Schlumpel gurrte wie eine Taube. »Das ist mein allerlebensschönster Tag!«

|268|Was ich auch fand. Jeder Tag mit einer Katze drin ist ein lebensschönster. »Aber deshalb brauchst du nicht zu sabbern.«

»Am besten steckst du alle beide in die Waschmaschine«, meinte Konrad, »deine Bluse und Schlumpel.«

»Danke, Franz!« sagte ich laut. »Eine rote Kerze. Wie versprochen. Schlumpelrot.«

»Ich heiß nicht Franz«, sagte Konrad, »ich heiß Konrad. Was soll ich mit einer schlumpelroten Kerze?«

»Die kriegst nicht du, die kriegt Franz.«

»Wer ist Franz?« Konrad guckte mißtrauisch.

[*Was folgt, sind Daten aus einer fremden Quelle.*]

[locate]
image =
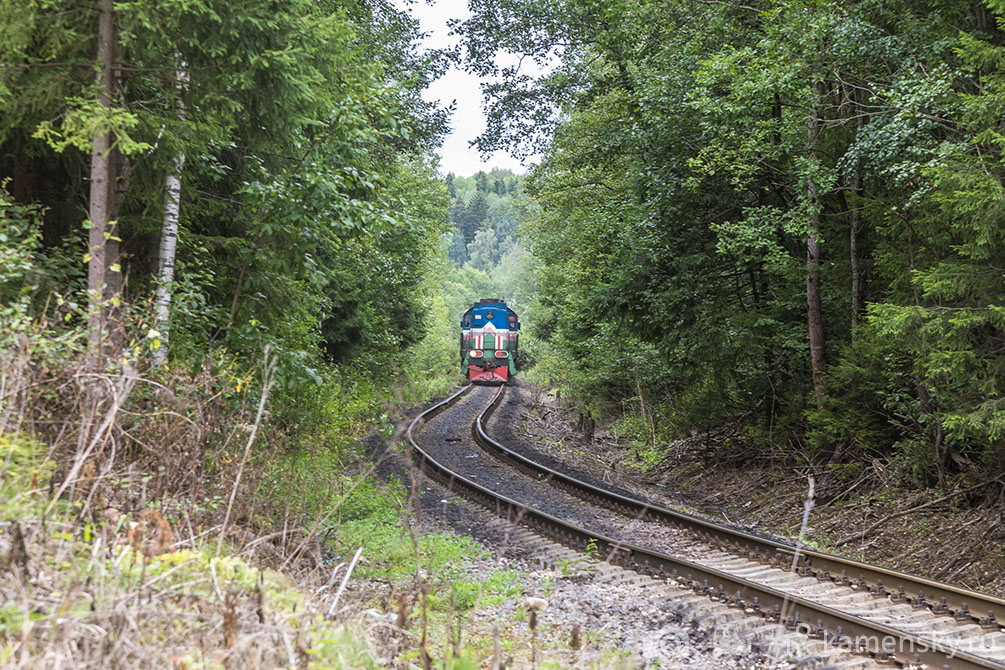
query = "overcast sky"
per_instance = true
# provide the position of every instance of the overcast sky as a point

»Ein alter Freund. Italiener.«

»Von dem hast du mir noch nie was erzählt. Wo in Italien?«

»Assisi.«

»Ach der.« Er lächelte nachsichtig. »Nach neuesten Erkenntnissen hat’s den nie gegeben. Ist einer längst fälligen Heiligenentrümpelungsaktion des Vatikans zum Opfer gefallen.«

»Der Entrümpelte, mein Lieber, war Christophorus.«

»Von mir aus. Trotzdem. Wir sind Menschen des einundzwanzigsten Jahrhunderts. Schlumpel ist von allein zurückgekommen. Weil sie Hunger hatte, und ganz ohne Franz.«

»Ich hab eine Stimme gehört«, sagte ich.

|269|»Das«, erklärte Konrad milde, »war die Stimme deines Unbewußten. Freud nennt das übrigens –«

»Freud«, sagte ich, »soll den Mund halten.«

»Nun komm schon. Werd wieder vernünftig.«

»Hol sie der Teufel«, sagte ich.

»Wen?« fragte Konrad.

»Die Vernunft.«

Konrad sagte nichts mehr. Er legte eine CD auf. Pastorale, letzter Satz: Frohe und dankbare Gefühle nach dem Sturm. Schlumpel auf dem Fensterbrett drehte den Kopf und sah mich an. Eine kleine rote Löwin mit Tigerstreifen, Schmuddelsocken und unbeschreiblichen grünen Glühbirnenaugenlämpchen.

Das Glück hat viele Gesichter. Eins der schönsten ist das einer Katze.